I use a windows PC i built daily, but most of my daily computing is done on my chromebook, i use both and see the benefits of both, i couldnt live without windows, but i dont want to live without my Chromebook either.

Because they don’t have all that extra functionality that you don’t want stupid people to access. Why would a Windows laptop be setup like a Chromebook by default? Most people want the freedom to use legacy applications and the OS how they please.

Most everything I mentioned is the default now when setting up new users on Windows 10 PC. (The first user account must be an admin of course, but even the accounts are protected by UAC.)

The point is that most of the reasons that people cite for choosing Chromebook over a Windows PC are no longer valid, yet all of the drawbacks of forcing all computing to be done in a web browser remain.

>A Chromebook is still more performant than a similar priced PC

My genuine haha to this phrase. It’s like comparing battery life of Nokia 8910i and iPhone 5S.

When is Skype coming to PS3 and PS4 to show Microsoft’s commitment to cross-platform Skype, per the purchase press release?

maybe sony doesn’t want it?

yes, they need a PS3/4 version to show their commitment to cross-platform.

They shouldnt keep Skype logged down to only Windows, Mac, Linux, iOS, Android (including Kindle, and Amazon store for BlackBerry 10) and web

I wouldn’t go so far as to say they support Linux. It hasn’t been updated in ages and last I checked, it doesn’t even work anymore. Which is why this is so great. Linux users can finally get Skype calling.

@chrisssk I sense sarcasm!!!! You forgot PS Vita.

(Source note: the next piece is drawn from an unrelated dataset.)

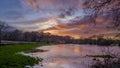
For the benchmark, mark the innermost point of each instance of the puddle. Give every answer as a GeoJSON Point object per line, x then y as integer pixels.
{"type": "Point", "coordinates": [67, 55]}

Most of those software had Skype prior to Microsoft buying Skype. It is like saying Minecraft on PS3 and PS4 proves Microsoft is committed to cross platform. I think the PS Vita came after Microsoft bought Skype. If so, that is the only one.

I hope this also means they will release a proper Chrome extension/app so I don’t have to use the desktop client any more (and so I can get full integration on a Chromebook)… but they probably won’t do that.

They also need to fix Skype Web on Safari, because I can’t get it to work there at all, not even text chat.

Yay, works in Edge

For those scratching your heads because you play back h264 videos using Chrome or Firefox, the issue as far as I can tell is specifically with Chrome’s support for WebRTC h264 support, which includes encoding as well. Google has long supported WebRTC using the open VP8/VP9 standards which I believe they’ve been using for a while now for plugin-less Hangouts. Skype is just playing catch up.

The following chromium bug report seems to cover the Chrome/Chromium h264 webrtc issue:

https://bugs.chromium.org/p/chromium/issues/detail?id=500605

It appears that this functionality is available in the developer builds from the Canary channel, albeit not ready for prime time yet.

Does anyone use Skype? Isn’t it like Nokia phones, died off? Hangouts and Fb messenger do a much better job.

Don’t FB-video calls still use skype behind the scenes?